I laugh softly. “We saw each other. At the arcade, at the movie theater, the beach. The tent.”

“Ahh. It’s coming back to me now.”

But so’s the ending too. That’s the problem. We’d only spent a week together, but I wanted more. Only, it wasn’t feasible. Hell, it’s not feasible now. We have too much at stake. But more than that, I don’t trust myself to be the man she needs. One failed marriage and a handful of short-term relationships that fizzled, too, are proof that my skills lie elsewhere. If I even tried, I’d probably turn out just like my dad, which means I’d be just as unworthy of her as the other guys she’s met.

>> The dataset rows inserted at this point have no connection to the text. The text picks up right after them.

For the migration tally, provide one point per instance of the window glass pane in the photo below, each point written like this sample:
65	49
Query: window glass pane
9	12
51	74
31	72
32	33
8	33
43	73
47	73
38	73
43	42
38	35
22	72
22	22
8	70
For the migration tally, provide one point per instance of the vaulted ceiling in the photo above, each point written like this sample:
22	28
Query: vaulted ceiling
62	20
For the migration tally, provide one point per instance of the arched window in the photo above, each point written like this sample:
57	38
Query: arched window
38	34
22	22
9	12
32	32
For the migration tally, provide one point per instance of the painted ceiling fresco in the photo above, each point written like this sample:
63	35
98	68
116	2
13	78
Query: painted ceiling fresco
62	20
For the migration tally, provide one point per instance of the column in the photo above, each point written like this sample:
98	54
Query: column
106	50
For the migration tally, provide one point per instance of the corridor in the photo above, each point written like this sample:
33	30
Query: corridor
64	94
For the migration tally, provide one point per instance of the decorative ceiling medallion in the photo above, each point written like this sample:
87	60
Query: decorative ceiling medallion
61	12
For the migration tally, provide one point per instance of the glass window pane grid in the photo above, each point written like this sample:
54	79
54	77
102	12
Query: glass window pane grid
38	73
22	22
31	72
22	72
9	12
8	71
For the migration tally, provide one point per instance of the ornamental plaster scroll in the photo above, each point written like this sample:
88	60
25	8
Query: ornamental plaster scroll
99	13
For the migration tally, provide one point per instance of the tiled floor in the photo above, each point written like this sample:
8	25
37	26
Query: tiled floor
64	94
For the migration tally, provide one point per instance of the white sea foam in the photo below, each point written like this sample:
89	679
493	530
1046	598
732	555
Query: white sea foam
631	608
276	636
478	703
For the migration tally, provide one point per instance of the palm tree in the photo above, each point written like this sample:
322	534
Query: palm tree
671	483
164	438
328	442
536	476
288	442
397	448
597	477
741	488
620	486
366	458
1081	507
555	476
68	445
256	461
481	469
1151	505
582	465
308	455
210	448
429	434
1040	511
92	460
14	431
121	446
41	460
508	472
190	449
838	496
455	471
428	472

I won’t do that to her.

I can’t have a future with her, but maybe I can rewrite the past. “I wanted to see you again, Juliet.”

She inhales, exhales, like she needs more breath for this. “Yeah?” There’s hope in her voice. Such a dangerous thing.

“I did,” I say, with regret in mine. “But what could we do? I was moving across the country to New York.”

“And I wasn’t,” she says, wistful.

I could stop this conversation, but maybe we need this—an admission that it ended too soon, before either of us wanted it to. Since we reconnected when I returned to San Francisco, we’ve been friends and co-workers, but we never truly acknowledged that week.